By changing the laws for making bread, he has found more gratitude in those who enjoy a shell or donut made by his hands than for developing initiatives, confesses Omar Díaz, who sells the breads he bakes himself on Victoria Street in the city center, in addition to his book of stories “Niños de Sol” (Children of the Sun) that he has sold in seven countries, thanks to the Internet.
At a couple of tables, with long, airtight plastic trays with white lids, wearing a black apron with a Batman logo and a sign in yellow capital letters that says “I AM OMAR, BRUNO’S DAD” and a big, contagious smile, Omar Díaz, 38, is tending his stand. He has a son named Bruno, “but I don’t want that to come out in the interview, because then everyone will know he’s Batman,” he jokes as he tells how he got into this business.
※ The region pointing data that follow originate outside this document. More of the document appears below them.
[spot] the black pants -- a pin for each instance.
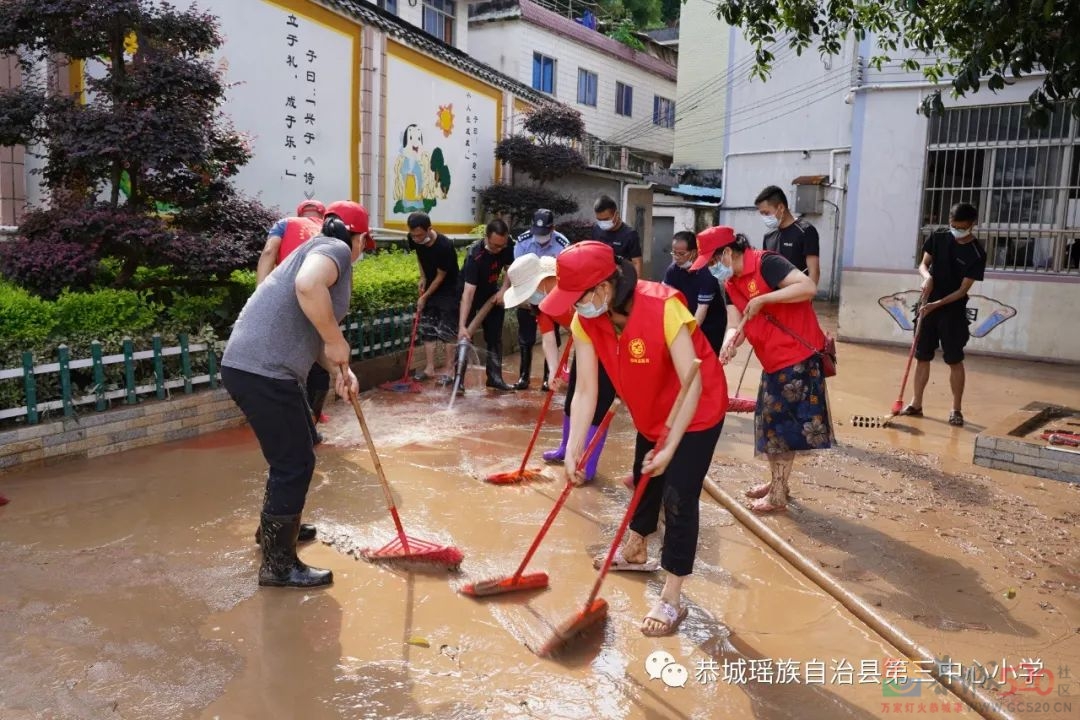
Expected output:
(605, 392)
(946, 328)
(491, 326)
(678, 492)
(319, 381)
(278, 412)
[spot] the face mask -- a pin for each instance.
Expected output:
(590, 309)
(720, 272)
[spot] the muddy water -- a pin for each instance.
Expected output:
(129, 582)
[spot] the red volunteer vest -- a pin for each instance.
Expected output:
(298, 230)
(639, 364)
(774, 348)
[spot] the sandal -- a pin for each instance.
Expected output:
(765, 505)
(759, 491)
(620, 564)
(669, 615)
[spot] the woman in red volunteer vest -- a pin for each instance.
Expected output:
(531, 277)
(770, 307)
(644, 336)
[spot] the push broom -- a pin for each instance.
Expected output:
(406, 384)
(402, 548)
(522, 474)
(898, 406)
(595, 608)
(463, 345)
(536, 581)
(742, 404)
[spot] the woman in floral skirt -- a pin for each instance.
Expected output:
(770, 306)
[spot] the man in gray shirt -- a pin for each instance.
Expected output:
(289, 323)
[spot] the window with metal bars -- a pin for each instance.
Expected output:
(439, 18)
(1024, 180)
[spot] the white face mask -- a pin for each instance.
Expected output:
(720, 272)
(589, 310)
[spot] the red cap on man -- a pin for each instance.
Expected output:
(579, 268)
(710, 241)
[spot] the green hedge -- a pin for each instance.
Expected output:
(27, 323)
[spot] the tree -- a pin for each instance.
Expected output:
(544, 153)
(975, 43)
(148, 134)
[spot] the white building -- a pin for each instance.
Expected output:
(625, 96)
(882, 177)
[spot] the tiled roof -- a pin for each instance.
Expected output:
(370, 15)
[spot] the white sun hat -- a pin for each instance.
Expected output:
(525, 275)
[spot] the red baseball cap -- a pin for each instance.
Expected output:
(580, 267)
(710, 241)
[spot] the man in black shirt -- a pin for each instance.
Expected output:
(701, 289)
(439, 290)
(953, 261)
(795, 239)
(485, 262)
(611, 230)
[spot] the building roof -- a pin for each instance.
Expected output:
(395, 27)
(663, 35)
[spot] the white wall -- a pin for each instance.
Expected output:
(509, 45)
(704, 41)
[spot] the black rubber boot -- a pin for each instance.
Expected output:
(523, 381)
(281, 567)
(495, 374)
(307, 533)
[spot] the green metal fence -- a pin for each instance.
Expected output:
(370, 336)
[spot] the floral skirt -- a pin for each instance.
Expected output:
(793, 410)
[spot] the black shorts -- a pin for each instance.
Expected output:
(439, 321)
(946, 328)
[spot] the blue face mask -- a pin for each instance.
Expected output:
(720, 272)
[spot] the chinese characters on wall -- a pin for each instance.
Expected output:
(299, 126)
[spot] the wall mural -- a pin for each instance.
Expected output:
(984, 313)
(440, 140)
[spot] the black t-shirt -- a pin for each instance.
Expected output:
(795, 242)
(698, 287)
(774, 268)
(623, 240)
(439, 256)
(482, 269)
(953, 261)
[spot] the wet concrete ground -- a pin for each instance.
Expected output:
(129, 582)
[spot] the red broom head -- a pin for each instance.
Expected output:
(532, 581)
(514, 477)
(402, 386)
(741, 405)
(572, 628)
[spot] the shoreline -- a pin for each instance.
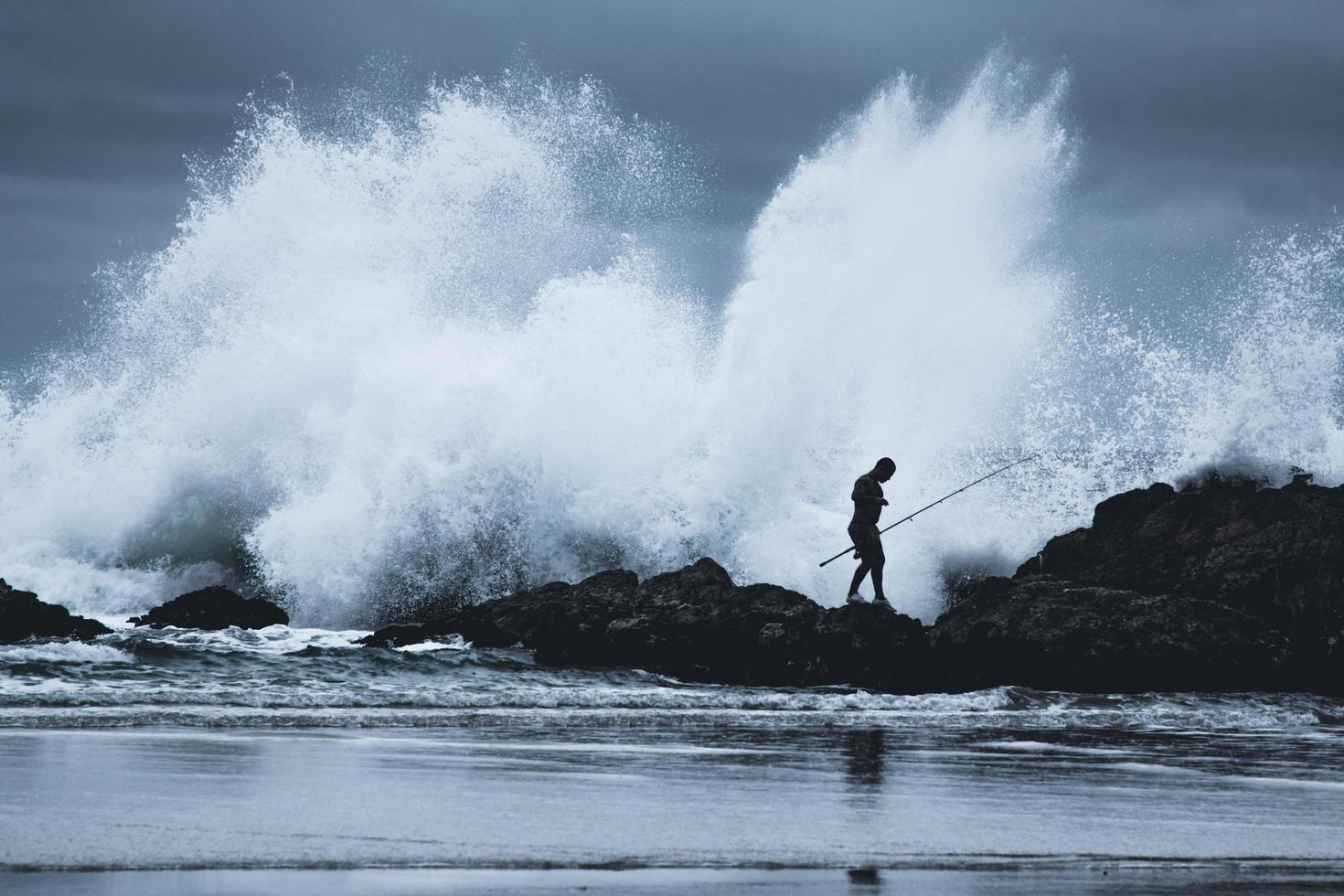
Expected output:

He has a degree in Law from La Salle University, where he was president of the Student Association and where he also received the State Youth Award for his social work for the various efforts he made to help the community in the Sierra Tarahumara. He studied Law, he says, because he always liked to read and he was told that in that career he would read a lot and that encouraged him to study it. He did his social service in the State Congress where he met the then deputy Mario Tarango, from whom he learned a lot.
Later, he was an advisor to Congressman Gerardo Manuel Antonio Andreu, with whom he worked on points of agreement and initiatives. He says that he had to draft the state law that regulates exchange houses from start to finish. He then worked in the defunct “Citizen Attention” department of the Municipal Presidency —which is located where the current
a museum—where he directly served the needs of the population.
He then moved to Monterrey, where he worked with a congresswoman drafting initiatives, but he found out that he was going to be a father and returned to Chihuahua with the mother of his son, Laura Mariana Castro, daughter of Valentín Castro, owner of the Vale bakery, and began working as a baker.
He already liked cooking, but he had never made bread and he began to learn from Chuy, whom he considers his teacher, as he taught him everything he knows about the trade, including the recipe for sponges, which took him a year to get him to share it with him and when he finally shared it with him, he died two weeks later at the age of 58.
It’s not that he didn’t like the law, he says he does, although when he says he is a lawyer, he always has to clarify that he has never stolen anything – he points out – because unfortunately there are many people who have distorted the profession, but he likes writing more and baking bread even more, he says.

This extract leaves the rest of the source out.